6. The method for producing glass fiber yarn according to claim 5, wherein the first nitrogen compound is urea, the first solvent is water, ethanol, or isopropanol, and the first silicon source is silicon powder.
7. The method for producing glass fiber yarn according to claim 1, wherein in the coating step, a second nitrogen compound is dissolved in a second solvent, a second silicon source is added to the second solvent and stirred to form a gel, the gel is then sprayed onto the surface of the inorganic particles, and the inorganic particles on which the gel has been formed on the surface are heated at a second heating temperature of 1,200°C to 1,400°C to react the second nitrogen compound with the second silicon source to form the silicon nitride powder, and the modified inorganic particles are formed by coating the surface of the inorganic particles with the silicon nitride powder.
8. The method for producing glass fiber yarn according to claim 7, wherein the second nitrogen compound is urea, the second solvent is water, ethanol, or isopropanol, and the second silicon source is selected from at least one of the group consisting of tetraethoxysilane, tetramethoxysilane, and methyltriethoxysilane.
9. The method for manufacturing a glass fiber yarn according to claim 1, wherein the glass fiber yarn has a relative permittivity (Dk) of 4.24 to 4.36 measured at 10 GHz and a dielectric loss tangent (Df) of 0.0017 to 0.0019 measured at 10 GHz.
10. Glass raw materials and A glass fiber yarn comprising a plurality of modified inorganic particles dispersed in the glass raw material, Each of the modified inorganic particles comprises inorganic particles and silicon nitride powder coated on the inorganic particles, with the total weight of each of the modified inorganic particles being 100 wt%, the content of the silicon nitride powder being 0.01 wt% to 5 wt%, and the content of the inorganic particles being 95 wt% to 99.99 wt%. The inorganic particles are selected from at least one of the group consisting of silicon dioxide, titanium dioxide, aluminum hydroxide, magnesium hydroxide, calcium carbonate, aluminum oxide, magnesium oxide, talc, aluminum nitride, boron nitride, silicon carbide, zinc oxide, zirconium oxide, quartz, diamond powder, diamond-like powder, graphite, calcined kaolin, and fumed silica. A glass fiber yarn characterized in that, with a total weight of 100 wt%, the content of the modified inorganic particles is 0.01 wt% to 5 wt%, and the content of the glass raw material is 95 wt% to 99.99 wt%.
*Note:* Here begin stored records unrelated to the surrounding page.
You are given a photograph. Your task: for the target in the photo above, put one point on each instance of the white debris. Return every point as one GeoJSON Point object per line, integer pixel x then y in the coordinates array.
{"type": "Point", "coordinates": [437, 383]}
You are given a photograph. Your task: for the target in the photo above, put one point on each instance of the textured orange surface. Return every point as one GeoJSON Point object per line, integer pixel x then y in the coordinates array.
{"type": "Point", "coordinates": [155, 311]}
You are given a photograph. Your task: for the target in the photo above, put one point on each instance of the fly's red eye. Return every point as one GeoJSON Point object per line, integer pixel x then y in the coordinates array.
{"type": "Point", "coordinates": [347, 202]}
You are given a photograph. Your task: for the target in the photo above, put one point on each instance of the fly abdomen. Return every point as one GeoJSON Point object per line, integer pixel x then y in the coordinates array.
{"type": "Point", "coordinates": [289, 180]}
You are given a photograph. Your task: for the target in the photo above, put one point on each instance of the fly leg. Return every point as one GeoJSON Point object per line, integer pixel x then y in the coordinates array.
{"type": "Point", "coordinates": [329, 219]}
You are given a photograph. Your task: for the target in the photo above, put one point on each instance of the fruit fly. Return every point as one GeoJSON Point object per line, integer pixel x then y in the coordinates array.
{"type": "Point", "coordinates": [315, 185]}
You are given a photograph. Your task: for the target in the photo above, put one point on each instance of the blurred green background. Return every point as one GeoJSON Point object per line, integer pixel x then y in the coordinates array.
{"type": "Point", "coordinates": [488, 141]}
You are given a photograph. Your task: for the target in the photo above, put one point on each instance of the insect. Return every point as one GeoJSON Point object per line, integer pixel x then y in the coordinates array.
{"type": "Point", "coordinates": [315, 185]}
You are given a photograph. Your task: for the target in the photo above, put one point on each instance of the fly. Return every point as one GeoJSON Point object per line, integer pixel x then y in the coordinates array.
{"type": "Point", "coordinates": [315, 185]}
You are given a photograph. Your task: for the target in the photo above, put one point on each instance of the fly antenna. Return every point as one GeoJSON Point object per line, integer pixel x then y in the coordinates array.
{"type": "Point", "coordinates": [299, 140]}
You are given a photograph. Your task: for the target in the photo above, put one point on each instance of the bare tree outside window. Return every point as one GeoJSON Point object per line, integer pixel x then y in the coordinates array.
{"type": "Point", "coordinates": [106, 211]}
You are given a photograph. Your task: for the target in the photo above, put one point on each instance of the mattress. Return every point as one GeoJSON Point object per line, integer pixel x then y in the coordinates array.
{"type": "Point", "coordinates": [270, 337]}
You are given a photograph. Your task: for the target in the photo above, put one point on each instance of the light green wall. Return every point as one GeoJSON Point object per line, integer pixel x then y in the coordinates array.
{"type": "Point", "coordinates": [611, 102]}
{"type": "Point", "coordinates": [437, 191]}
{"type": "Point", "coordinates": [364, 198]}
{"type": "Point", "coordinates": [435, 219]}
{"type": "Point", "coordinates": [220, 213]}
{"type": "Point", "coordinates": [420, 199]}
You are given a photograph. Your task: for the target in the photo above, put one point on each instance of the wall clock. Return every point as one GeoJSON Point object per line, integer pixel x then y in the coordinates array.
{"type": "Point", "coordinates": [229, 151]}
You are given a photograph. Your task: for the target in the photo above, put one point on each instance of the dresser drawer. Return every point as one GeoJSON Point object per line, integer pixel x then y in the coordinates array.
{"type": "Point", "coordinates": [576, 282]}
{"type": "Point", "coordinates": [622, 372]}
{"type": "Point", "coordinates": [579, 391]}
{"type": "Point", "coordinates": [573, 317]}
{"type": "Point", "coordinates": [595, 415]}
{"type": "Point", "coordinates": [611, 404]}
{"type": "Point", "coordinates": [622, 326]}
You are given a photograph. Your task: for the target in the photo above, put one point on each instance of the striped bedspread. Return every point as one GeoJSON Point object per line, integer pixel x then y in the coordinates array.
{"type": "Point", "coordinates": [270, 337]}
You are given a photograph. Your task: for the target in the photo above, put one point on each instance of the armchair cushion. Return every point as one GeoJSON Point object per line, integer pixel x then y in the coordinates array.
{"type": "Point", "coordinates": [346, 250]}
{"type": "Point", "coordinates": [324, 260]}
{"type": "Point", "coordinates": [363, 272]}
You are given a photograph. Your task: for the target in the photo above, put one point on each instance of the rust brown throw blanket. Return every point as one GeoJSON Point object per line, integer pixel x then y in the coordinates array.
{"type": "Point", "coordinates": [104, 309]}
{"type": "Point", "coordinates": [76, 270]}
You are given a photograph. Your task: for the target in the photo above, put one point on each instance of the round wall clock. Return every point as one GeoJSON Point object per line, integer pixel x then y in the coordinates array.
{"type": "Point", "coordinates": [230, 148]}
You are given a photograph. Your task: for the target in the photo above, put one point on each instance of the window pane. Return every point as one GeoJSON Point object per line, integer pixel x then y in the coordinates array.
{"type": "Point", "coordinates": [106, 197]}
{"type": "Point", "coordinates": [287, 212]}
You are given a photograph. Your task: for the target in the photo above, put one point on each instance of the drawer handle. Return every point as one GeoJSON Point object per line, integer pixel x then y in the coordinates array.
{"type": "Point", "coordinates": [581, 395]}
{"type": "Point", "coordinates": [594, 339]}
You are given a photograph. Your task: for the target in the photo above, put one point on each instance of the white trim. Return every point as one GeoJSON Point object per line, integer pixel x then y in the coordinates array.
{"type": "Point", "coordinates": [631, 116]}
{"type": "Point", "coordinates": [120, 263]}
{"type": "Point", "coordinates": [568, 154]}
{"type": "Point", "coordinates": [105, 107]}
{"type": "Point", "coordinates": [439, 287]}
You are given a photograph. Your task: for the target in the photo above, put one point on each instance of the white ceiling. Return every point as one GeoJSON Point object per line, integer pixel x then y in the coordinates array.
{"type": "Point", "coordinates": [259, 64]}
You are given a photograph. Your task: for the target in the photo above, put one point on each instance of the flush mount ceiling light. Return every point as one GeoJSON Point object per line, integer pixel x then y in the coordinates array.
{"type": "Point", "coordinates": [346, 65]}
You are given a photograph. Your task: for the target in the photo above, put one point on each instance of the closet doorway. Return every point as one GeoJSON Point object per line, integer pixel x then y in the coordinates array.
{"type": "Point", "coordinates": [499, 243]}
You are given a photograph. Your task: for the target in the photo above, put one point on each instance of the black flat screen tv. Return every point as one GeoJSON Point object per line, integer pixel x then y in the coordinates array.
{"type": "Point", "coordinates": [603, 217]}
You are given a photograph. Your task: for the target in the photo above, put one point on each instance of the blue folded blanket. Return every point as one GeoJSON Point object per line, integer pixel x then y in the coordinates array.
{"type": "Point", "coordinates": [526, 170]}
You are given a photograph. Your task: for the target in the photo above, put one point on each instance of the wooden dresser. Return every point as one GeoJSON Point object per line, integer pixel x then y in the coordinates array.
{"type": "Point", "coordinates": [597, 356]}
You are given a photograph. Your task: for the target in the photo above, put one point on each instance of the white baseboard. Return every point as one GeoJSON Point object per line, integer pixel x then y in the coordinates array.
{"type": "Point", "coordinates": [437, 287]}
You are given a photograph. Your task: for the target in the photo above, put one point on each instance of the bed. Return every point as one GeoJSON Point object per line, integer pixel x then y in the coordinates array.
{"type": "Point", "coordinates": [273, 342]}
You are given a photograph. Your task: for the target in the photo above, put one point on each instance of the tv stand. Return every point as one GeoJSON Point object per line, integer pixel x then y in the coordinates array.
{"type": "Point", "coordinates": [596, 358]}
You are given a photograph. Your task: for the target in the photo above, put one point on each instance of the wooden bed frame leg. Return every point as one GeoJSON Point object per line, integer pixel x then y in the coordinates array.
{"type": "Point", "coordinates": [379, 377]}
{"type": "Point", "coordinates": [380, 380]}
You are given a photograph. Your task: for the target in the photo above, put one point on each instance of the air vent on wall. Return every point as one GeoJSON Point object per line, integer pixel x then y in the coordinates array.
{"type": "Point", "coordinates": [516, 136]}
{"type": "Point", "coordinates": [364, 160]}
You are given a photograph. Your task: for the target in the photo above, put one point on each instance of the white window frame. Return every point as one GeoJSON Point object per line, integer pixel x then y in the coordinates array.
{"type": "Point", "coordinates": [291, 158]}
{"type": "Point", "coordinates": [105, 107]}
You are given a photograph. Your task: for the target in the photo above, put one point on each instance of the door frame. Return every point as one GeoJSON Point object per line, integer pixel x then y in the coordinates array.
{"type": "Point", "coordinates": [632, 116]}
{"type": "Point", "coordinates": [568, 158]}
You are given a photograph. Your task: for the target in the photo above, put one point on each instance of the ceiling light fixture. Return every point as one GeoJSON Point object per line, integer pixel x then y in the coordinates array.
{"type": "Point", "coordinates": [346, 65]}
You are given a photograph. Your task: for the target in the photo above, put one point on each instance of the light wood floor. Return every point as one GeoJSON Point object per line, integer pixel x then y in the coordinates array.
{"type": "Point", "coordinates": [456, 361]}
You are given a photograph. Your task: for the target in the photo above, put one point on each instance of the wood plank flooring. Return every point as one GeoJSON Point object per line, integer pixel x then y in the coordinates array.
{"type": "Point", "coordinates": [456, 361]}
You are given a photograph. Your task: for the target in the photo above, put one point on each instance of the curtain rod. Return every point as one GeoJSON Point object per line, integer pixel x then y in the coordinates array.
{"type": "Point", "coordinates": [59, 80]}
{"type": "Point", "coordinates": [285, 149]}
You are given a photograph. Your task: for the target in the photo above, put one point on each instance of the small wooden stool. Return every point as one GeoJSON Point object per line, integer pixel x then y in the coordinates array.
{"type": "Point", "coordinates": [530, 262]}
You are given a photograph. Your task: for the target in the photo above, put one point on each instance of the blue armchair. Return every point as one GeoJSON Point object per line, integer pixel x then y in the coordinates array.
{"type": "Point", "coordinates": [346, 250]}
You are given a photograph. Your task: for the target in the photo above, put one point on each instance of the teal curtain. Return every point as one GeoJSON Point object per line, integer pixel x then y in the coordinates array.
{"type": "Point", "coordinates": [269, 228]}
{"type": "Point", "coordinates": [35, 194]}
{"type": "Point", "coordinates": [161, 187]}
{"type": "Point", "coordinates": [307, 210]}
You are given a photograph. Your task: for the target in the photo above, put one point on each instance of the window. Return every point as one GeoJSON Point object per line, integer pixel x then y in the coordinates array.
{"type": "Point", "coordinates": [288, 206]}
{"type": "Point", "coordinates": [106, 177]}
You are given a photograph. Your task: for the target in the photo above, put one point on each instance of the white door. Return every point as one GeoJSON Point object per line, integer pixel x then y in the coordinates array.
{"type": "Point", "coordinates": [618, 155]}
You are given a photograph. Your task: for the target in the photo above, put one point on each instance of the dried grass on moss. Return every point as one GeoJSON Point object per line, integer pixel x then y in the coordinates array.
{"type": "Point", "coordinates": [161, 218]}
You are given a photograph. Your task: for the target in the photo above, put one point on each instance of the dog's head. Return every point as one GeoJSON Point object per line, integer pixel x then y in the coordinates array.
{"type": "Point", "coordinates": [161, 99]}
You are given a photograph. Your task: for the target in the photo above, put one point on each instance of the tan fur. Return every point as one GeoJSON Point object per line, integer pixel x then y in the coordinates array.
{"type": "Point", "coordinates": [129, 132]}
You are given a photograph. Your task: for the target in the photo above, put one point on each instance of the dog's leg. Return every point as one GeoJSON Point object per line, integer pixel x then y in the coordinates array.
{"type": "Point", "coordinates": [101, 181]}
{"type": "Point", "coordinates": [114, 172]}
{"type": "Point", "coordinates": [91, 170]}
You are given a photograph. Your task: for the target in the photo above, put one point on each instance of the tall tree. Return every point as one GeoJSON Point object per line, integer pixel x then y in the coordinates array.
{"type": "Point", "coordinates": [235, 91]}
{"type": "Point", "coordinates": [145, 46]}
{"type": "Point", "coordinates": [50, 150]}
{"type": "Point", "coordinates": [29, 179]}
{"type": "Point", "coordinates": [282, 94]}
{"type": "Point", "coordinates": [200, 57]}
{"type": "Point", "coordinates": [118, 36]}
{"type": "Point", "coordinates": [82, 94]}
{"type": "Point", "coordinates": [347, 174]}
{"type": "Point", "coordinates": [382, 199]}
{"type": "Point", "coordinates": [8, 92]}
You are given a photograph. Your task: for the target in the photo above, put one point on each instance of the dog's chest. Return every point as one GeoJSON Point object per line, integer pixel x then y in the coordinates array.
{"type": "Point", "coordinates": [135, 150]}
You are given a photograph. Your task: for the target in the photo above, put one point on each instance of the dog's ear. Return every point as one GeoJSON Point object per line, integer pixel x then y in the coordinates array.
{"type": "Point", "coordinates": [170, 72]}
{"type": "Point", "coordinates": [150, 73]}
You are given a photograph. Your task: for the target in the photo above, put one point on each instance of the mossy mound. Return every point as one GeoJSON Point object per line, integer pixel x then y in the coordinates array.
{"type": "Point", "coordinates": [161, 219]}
11. The glass fiber yarn according to claim 10, wherein the average particle size of the modified inorganic particles is 0.01 μm to 50 μm.
12. The glass fiber yarn according to claim 10, wherein the total weight of the glass raw materials is 100 wt%, and the glass raw materials comprise 52 wt% to 58 wt% silicon dioxide, 10 wt% to 18 wt% aluminum(III) oxide, 0.1 wt% to 5 wt% calcium oxide, 0.1 wt% to 5 wt% magnesium oxide, 20 wt% to 30 wt% diboron trioxide, 0.1 wt% to 0.3 wt% ferric trioxide, 0.1 wt% to 4 wt% strontium oxide, and 0.1 wt% to 2 wt% titanium dioxide.
13. The glass fiber yarn according to claim 10, wherein the glass fiber yarn has a relative permittivity (Dk) of 4.24 to 4.36 measured at 10 GHz, and a dielectric loss tangent (Df) of 0.0017 to 0.0019 measured at 10 GHz.